Headshot photo of Teanna Williams smiling in a graduation cap and gown against a green background

Courtesy Teanna Williams

Teanna Williams in her senior year photo—ready to take on the world.

Teanna’s success in AP Seminar and AP Research and the leadership she demonstrated teaching those classes is proof of her achievement. But if that isn’t enough: She graduates in June as valedictorian.

In the fall she’ll attend Adelphi University, in Garden City, New York, majoring in ethics and public policy and participating in the school’s five-year accelerated Scholar Teacher Education Program, where she’ll earn a BA and MA in early childhood education.

“I always wanted to work in education,” Teanna says. “But after doing Research and realizing how much fun I had either collecting the data or just overall making change, I realized that I wanted to go into educational research or education policy. It definitely helped me figure out what I want to do in the future. That was what Research did for me.”

Lane adds that Teanna didn’t even know “educational researcher” was an option before taking AP Seminar. “The fact that Teanna is even thinking about it as a career, that’s what I want to see and that’s what I love to get out of this class,” she adds. “Teanna is such a prime example of what could happen when you’re determined to put yourself in these different positions that you normally wouldn’t attempt to do.”

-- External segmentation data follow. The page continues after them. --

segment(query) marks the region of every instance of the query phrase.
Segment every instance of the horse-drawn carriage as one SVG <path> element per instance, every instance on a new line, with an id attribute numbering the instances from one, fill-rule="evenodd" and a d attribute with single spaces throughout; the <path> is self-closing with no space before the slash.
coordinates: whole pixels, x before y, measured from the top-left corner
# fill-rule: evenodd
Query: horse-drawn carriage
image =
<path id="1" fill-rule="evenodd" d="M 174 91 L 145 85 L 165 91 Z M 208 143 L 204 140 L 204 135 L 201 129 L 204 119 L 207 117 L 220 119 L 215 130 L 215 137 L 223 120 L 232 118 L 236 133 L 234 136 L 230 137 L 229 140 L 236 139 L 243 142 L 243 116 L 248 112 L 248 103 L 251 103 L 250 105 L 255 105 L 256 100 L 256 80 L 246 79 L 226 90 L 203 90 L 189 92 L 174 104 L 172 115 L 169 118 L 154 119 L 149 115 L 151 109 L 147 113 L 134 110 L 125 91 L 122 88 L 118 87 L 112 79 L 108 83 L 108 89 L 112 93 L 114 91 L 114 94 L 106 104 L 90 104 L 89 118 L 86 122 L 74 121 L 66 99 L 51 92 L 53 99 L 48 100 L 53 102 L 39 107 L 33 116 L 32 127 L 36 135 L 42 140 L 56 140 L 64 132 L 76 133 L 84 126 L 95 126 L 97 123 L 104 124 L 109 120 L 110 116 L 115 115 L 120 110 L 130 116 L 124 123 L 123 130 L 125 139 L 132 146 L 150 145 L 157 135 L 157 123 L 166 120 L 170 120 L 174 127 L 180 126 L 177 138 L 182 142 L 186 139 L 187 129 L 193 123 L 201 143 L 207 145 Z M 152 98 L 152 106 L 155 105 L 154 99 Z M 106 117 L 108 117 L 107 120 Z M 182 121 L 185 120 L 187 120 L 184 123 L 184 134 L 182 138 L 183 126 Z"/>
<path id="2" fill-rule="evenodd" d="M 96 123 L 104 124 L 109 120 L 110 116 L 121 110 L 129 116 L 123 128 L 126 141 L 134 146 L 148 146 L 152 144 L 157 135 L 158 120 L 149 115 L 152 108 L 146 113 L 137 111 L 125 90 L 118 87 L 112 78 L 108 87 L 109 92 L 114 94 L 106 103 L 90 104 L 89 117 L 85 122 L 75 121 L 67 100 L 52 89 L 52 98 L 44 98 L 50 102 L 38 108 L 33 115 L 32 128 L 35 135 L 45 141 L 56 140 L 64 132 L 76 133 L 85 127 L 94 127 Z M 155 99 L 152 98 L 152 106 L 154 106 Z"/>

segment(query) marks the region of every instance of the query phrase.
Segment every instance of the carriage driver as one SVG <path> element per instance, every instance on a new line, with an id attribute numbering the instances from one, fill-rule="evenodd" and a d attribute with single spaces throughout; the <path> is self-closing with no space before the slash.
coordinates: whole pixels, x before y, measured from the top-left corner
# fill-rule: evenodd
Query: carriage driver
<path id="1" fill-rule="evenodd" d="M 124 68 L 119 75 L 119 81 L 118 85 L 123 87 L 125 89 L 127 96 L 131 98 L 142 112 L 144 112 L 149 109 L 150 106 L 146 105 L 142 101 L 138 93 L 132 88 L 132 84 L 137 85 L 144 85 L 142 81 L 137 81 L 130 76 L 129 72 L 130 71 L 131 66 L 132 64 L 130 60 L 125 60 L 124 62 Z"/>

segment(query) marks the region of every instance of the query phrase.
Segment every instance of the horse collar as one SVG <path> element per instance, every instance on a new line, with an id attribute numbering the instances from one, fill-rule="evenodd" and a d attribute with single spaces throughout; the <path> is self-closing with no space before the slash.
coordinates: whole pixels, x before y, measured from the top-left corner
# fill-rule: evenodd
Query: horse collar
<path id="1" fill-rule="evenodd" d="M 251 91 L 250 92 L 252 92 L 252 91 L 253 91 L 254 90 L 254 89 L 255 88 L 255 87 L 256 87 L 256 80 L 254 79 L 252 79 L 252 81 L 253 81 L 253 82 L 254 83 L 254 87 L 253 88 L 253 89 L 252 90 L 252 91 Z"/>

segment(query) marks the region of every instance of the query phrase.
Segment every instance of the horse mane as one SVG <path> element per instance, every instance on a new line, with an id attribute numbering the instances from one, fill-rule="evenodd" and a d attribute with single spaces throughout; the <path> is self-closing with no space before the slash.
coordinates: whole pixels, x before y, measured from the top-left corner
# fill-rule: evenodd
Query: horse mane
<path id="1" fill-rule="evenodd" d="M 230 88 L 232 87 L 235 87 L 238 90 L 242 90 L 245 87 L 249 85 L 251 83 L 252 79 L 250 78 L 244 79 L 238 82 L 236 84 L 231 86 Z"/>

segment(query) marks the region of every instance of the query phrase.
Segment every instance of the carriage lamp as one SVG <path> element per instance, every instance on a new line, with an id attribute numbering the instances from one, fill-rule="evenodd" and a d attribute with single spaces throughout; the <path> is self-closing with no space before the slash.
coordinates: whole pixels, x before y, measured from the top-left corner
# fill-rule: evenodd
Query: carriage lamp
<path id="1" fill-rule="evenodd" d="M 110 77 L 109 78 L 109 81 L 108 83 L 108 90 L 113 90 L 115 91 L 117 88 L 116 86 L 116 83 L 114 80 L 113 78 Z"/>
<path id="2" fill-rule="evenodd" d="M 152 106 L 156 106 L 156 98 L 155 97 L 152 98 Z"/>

Teanna agrees, and she encourages every student to try an advanced class—especially if they don’t think there’s a place for them in it.

“Seminar and Research taught me how important my ideas are and how important my voice is,” Teanna says. “I think that a lot of kids, especially like me, would really benefit from taking a class like that. If you’re scared or nervous, it’ll be OK. Put yourself out there, stick up for yourself. The most important thing to know is that you do belong. Even though it will be hard and you’ll cry and you’ll scream and you’ll be angry that things aren’t going your way, it’s so worth it.”